2020 is the fourth year of this five-year research project. We continue to cooperate with IHP's sub-project no. 5, “Project to Digitally Innovate Academic Settings” and sub-project no. 4, "Scripta Sinica Database." In 2017, the first year of the project, our goal was to identify the types of existing authority term vocabulary. In 2018, to improve the manual labelling efficiency of the Chinese electronic document database object labeling system, we worked closely with official language collaborator TTS (大鐸資訊), and added score values to the proper noun identification technology under the existing labelling interface of the IHP. In 2019, the goal was to automate the recognition and production of new authority file vocabulary from new Chinese texts to produce a large number of high-quality authority files. In addition, we also proposed a new research topic with Prof. Liu Cheng-Yun's team at IHP, of establishing a triplet knowledge map based on ternary relationships. Through this technique, when proper nouns are automatically recognized in the Chinese texts, the relationship between these names, place names, official names, and organization names can be automatically linked to quickly determine, for example, who is holding any official position. In 2019, we automatically established the most critical resume data in the authority file using generative models.

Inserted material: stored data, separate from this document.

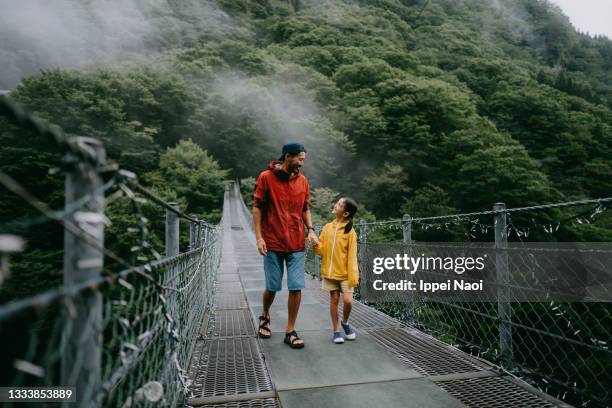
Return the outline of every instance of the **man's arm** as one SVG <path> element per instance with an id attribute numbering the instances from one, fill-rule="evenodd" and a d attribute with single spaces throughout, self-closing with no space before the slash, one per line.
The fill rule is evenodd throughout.
<path id="1" fill-rule="evenodd" d="M 312 228 L 312 218 L 310 217 L 310 184 L 306 182 L 306 196 L 304 197 L 304 205 L 302 206 L 302 220 L 308 228 L 308 241 L 312 245 L 319 245 L 319 238 Z"/>
<path id="2" fill-rule="evenodd" d="M 306 224 L 306 227 L 312 227 L 310 209 L 302 213 L 302 220 L 304 220 L 304 224 Z M 319 245 L 319 238 L 317 238 L 317 234 L 315 234 L 314 229 L 308 230 L 308 241 L 310 241 L 312 245 Z"/>
<path id="3" fill-rule="evenodd" d="M 262 256 L 266 256 L 268 248 L 266 247 L 266 241 L 263 239 L 261 234 L 261 219 L 263 212 L 268 205 L 268 183 L 264 173 L 261 173 L 257 177 L 255 182 L 255 191 L 253 192 L 253 229 L 255 230 L 255 239 L 257 239 L 257 250 Z"/>
<path id="4" fill-rule="evenodd" d="M 253 207 L 253 228 L 255 229 L 257 250 L 261 255 L 265 256 L 268 252 L 268 249 L 266 248 L 266 241 L 264 241 L 261 235 L 261 209 L 259 207 Z"/>

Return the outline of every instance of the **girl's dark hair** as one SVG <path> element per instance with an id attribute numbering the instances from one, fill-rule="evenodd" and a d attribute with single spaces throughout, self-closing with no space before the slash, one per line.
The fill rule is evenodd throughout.
<path id="1" fill-rule="evenodd" d="M 355 202 L 355 200 L 349 197 L 342 197 L 342 200 L 344 200 L 344 211 L 349 213 L 347 217 L 349 219 L 349 222 L 344 227 L 344 233 L 348 234 L 351 229 L 353 229 L 353 217 L 357 213 L 357 203 Z"/>

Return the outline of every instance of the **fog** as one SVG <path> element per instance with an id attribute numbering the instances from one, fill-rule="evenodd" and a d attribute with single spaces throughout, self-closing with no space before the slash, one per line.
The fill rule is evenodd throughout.
<path id="1" fill-rule="evenodd" d="M 205 0 L 0 0 L 0 89 L 43 69 L 142 62 L 232 29 Z"/>
<path id="2" fill-rule="evenodd" d="M 303 143 L 309 157 L 305 174 L 316 185 L 327 185 L 334 178 L 333 171 L 352 160 L 350 143 L 325 117 L 315 95 L 299 83 L 301 74 L 289 74 L 291 71 L 291 66 L 285 66 L 269 77 L 228 72 L 217 77 L 211 91 L 255 123 L 273 149 L 270 160 L 278 157 L 283 144 Z"/>

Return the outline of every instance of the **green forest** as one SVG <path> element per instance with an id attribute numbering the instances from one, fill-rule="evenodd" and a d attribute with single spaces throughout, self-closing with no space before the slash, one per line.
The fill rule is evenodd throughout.
<path id="1" fill-rule="evenodd" d="M 134 3 L 146 22 L 140 49 L 103 49 L 78 69 L 35 72 L 37 50 L 5 27 L 0 85 L 66 133 L 104 141 L 112 161 L 188 213 L 217 221 L 231 179 L 248 204 L 259 172 L 292 140 L 308 150 L 317 223 L 339 195 L 372 221 L 612 191 L 612 41 L 578 33 L 545 0 L 146 4 Z M 96 27 L 96 7 L 76 9 Z M 136 35 L 125 26 L 117 35 Z M 17 83 L 15 72 L 32 75 Z M 3 171 L 61 208 L 61 174 L 49 173 L 60 153 L 1 120 Z M 5 229 L 28 238 L 14 276 L 45 276 L 10 296 L 57 281 L 60 227 L 29 226 L 34 210 L 10 193 L 0 200 Z M 128 207 L 109 208 L 107 231 L 124 256 Z M 610 241 L 612 220 L 560 235 Z"/>
<path id="2" fill-rule="evenodd" d="M 92 26 L 103 17 L 96 7 L 77 8 Z M 220 217 L 225 180 L 243 180 L 248 201 L 259 172 L 292 140 L 308 150 L 303 172 L 319 223 L 338 195 L 357 199 L 371 221 L 612 191 L 612 41 L 578 33 L 547 1 L 134 7 L 147 27 L 137 33 L 141 48 L 102 50 L 101 62 L 78 69 L 32 72 L 36 50 L 5 27 L 2 87 L 68 134 L 103 140 L 121 168 L 206 220 Z M 32 75 L 17 83 L 15 72 Z M 2 120 L 3 171 L 61 208 L 62 177 L 48 171 L 61 165 L 59 152 Z M 59 227 L 24 226 L 33 210 L 10 193 L 1 200 L 3 224 L 29 238 L 19 274 L 55 276 Z M 125 254 L 123 207 L 109 209 L 117 222 L 108 236 Z M 562 233 L 610 241 L 612 221 Z"/>

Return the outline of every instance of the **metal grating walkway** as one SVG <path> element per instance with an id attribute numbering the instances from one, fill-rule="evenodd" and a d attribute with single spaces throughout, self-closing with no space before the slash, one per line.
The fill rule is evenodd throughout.
<path id="1" fill-rule="evenodd" d="M 254 337 L 255 334 L 255 326 L 248 309 L 215 311 L 211 337 Z"/>
<path id="2" fill-rule="evenodd" d="M 263 356 L 254 338 L 225 338 L 206 342 L 205 367 L 198 378 L 202 396 L 270 391 Z"/>
<path id="3" fill-rule="evenodd" d="M 459 354 L 447 344 L 415 330 L 380 329 L 369 330 L 368 333 L 422 375 L 450 375 L 491 369 L 473 357 Z"/>
<path id="4" fill-rule="evenodd" d="M 242 293 L 217 293 L 215 296 L 215 309 L 246 309 L 246 298 Z"/>
<path id="5" fill-rule="evenodd" d="M 247 401 L 233 401 L 225 404 L 206 404 L 203 408 L 280 408 L 276 398 L 252 399 Z"/>
<path id="6" fill-rule="evenodd" d="M 271 309 L 272 337 L 259 339 L 263 262 L 237 187 L 225 194 L 215 303 L 196 342 L 188 406 L 567 406 L 360 302 L 351 313 L 358 339 L 332 344 L 329 295 L 310 277 L 296 326 L 306 347 L 291 350 L 282 343 L 284 283 Z"/>
<path id="7" fill-rule="evenodd" d="M 557 406 L 516 384 L 512 378 L 487 377 L 442 381 L 438 385 L 474 408 L 545 408 Z"/>

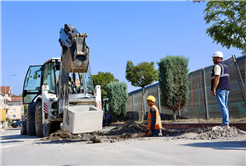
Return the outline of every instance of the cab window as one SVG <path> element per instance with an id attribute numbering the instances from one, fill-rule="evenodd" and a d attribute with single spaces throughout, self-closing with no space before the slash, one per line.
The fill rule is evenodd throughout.
<path id="1" fill-rule="evenodd" d="M 56 93 L 54 63 L 45 64 L 43 85 L 49 85 L 49 93 Z"/>

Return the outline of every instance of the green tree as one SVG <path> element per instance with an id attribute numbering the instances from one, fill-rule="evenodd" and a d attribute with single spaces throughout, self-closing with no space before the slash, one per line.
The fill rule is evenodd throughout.
<path id="1" fill-rule="evenodd" d="M 11 97 L 22 97 L 22 93 L 20 95 L 12 94 Z"/>
<path id="2" fill-rule="evenodd" d="M 206 29 L 213 42 L 227 49 L 233 46 L 246 52 L 245 1 L 209 1 L 204 13 L 206 23 L 213 23 Z"/>
<path id="3" fill-rule="evenodd" d="M 188 62 L 183 56 L 166 56 L 157 62 L 161 105 L 173 111 L 174 121 L 176 111 L 183 109 L 189 99 Z"/>
<path id="4" fill-rule="evenodd" d="M 109 112 L 117 118 L 127 113 L 127 84 L 125 82 L 110 82 L 107 85 Z"/>
<path id="5" fill-rule="evenodd" d="M 208 0 L 187 0 L 187 1 L 193 1 L 193 3 L 196 3 L 196 2 L 200 3 L 200 2 L 206 2 Z"/>
<path id="6" fill-rule="evenodd" d="M 154 62 L 141 62 L 134 66 L 132 61 L 127 61 L 126 79 L 131 82 L 132 86 L 142 88 L 142 115 L 141 121 L 144 120 L 144 87 L 158 80 L 157 70 L 154 68 Z"/>
<path id="7" fill-rule="evenodd" d="M 96 86 L 96 85 L 101 86 L 102 99 L 107 98 L 107 85 L 111 81 L 116 81 L 116 82 L 119 81 L 110 72 L 105 72 L 105 73 L 104 72 L 98 72 L 97 75 L 92 75 L 92 80 L 93 80 L 94 86 Z"/>

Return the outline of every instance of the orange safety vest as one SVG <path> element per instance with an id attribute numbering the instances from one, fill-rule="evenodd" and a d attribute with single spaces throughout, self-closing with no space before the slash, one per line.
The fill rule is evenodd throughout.
<path id="1" fill-rule="evenodd" d="M 158 108 L 155 105 L 153 105 L 152 107 L 154 107 L 155 110 L 156 110 L 156 122 L 155 122 L 155 128 L 154 129 L 161 129 L 162 128 L 162 124 L 161 124 L 161 117 L 160 117 Z M 152 107 L 150 107 L 149 113 L 148 113 L 148 119 L 147 119 L 147 128 L 148 128 L 148 130 L 150 130 L 151 122 L 152 122 L 152 115 L 150 113 L 150 110 L 151 110 Z"/>

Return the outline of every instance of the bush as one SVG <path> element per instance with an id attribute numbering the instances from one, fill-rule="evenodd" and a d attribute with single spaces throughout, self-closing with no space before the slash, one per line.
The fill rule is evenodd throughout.
<path id="1" fill-rule="evenodd" d="M 109 113 L 117 118 L 127 113 L 127 84 L 125 82 L 110 82 L 107 85 L 107 97 L 109 102 Z"/>
<path id="2" fill-rule="evenodd" d="M 183 56 L 166 56 L 158 62 L 161 105 L 173 111 L 173 120 L 188 103 L 188 62 Z"/>

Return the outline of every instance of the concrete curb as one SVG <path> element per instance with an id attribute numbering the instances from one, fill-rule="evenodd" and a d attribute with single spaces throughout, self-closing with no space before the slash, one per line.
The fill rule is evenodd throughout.
<path id="1" fill-rule="evenodd" d="M 123 124 L 123 123 L 122 123 Z M 110 124 L 109 126 L 120 126 L 122 124 Z M 198 128 L 198 127 L 213 127 L 219 126 L 220 123 L 162 123 L 162 127 L 166 129 L 188 129 L 188 128 Z M 238 129 L 246 129 L 246 123 L 230 123 L 230 126 L 234 126 Z"/>

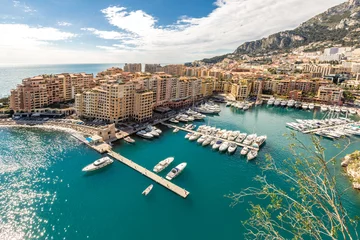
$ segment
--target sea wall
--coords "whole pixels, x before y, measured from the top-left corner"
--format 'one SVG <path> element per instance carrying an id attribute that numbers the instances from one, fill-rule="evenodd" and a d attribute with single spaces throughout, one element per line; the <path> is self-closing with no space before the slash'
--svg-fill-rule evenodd
<path id="1" fill-rule="evenodd" d="M 352 181 L 353 188 L 360 190 L 360 151 L 355 151 L 344 157 L 341 166 Z"/>

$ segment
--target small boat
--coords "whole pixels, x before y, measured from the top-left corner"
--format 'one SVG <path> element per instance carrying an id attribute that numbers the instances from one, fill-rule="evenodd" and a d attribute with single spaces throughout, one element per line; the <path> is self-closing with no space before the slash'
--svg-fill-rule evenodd
<path id="1" fill-rule="evenodd" d="M 176 120 L 175 118 L 170 118 L 169 122 L 172 122 L 172 123 L 179 123 L 178 120 Z"/>
<path id="2" fill-rule="evenodd" d="M 326 105 L 321 105 L 320 110 L 322 112 L 326 112 L 327 110 L 329 110 L 329 108 Z"/>
<path id="3" fill-rule="evenodd" d="M 275 102 L 275 98 L 270 98 L 269 101 L 267 102 L 267 105 L 273 105 Z"/>
<path id="4" fill-rule="evenodd" d="M 216 140 L 214 139 L 210 142 L 210 146 L 214 146 L 215 143 L 216 143 Z"/>
<path id="5" fill-rule="evenodd" d="M 177 133 L 179 130 L 180 130 L 179 128 L 175 128 L 175 129 L 173 130 L 173 133 Z"/>
<path id="6" fill-rule="evenodd" d="M 249 152 L 249 148 L 248 147 L 243 147 L 243 149 L 241 149 L 240 154 L 245 156 L 246 154 L 248 154 L 248 152 Z"/>
<path id="7" fill-rule="evenodd" d="M 237 149 L 237 145 L 235 143 L 230 143 L 228 150 L 228 153 L 234 153 Z"/>
<path id="8" fill-rule="evenodd" d="M 230 106 L 231 106 L 231 102 L 227 102 L 226 107 L 230 107 Z"/>
<path id="9" fill-rule="evenodd" d="M 247 160 L 248 161 L 251 161 L 253 160 L 254 158 L 256 158 L 258 155 L 258 151 L 256 150 L 251 150 L 248 154 L 247 154 Z"/>
<path id="10" fill-rule="evenodd" d="M 207 137 L 205 135 L 201 136 L 198 140 L 197 143 L 203 143 L 205 140 L 207 139 Z"/>
<path id="11" fill-rule="evenodd" d="M 201 145 L 205 147 L 205 146 L 209 145 L 213 140 L 214 140 L 214 138 L 208 137 Z"/>
<path id="12" fill-rule="evenodd" d="M 158 164 L 156 164 L 153 171 L 156 173 L 159 173 L 162 170 L 164 170 L 165 168 L 167 168 L 173 161 L 174 161 L 173 157 L 168 157 L 168 158 L 160 161 Z"/>
<path id="13" fill-rule="evenodd" d="M 124 141 L 125 142 L 127 142 L 127 143 L 134 143 L 135 142 L 135 140 L 134 139 L 132 139 L 131 137 L 126 137 L 126 138 L 124 138 Z"/>
<path id="14" fill-rule="evenodd" d="M 282 100 L 282 101 L 280 102 L 280 105 L 281 105 L 282 107 L 286 107 L 287 104 L 288 104 L 288 102 L 287 102 L 286 100 Z"/>
<path id="15" fill-rule="evenodd" d="M 250 134 L 250 135 L 248 135 L 246 138 L 245 138 L 245 140 L 244 140 L 244 144 L 245 145 L 251 145 L 254 141 L 255 141 L 255 139 L 257 138 L 257 135 L 256 134 Z"/>
<path id="16" fill-rule="evenodd" d="M 356 110 L 353 109 L 353 108 L 350 108 L 350 109 L 349 109 L 349 113 L 350 113 L 351 115 L 356 115 Z"/>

In 2020 (the fourth year), we intend to further develop from the generative model to the discriminative model, so that deep learning techniques can make full use of relationship contexts and perform encoding operations to extract the relations. We also aim to expand the types of relationships. At the same time, we also hope to explore the trajectories of career paths using the large amount of new resume data (they are expected to be automatically indexed by the authority file, however, this should not include many high official positions, since senior officials have already been manually indexed). Our proposed mechanism can provide another interesting perspective.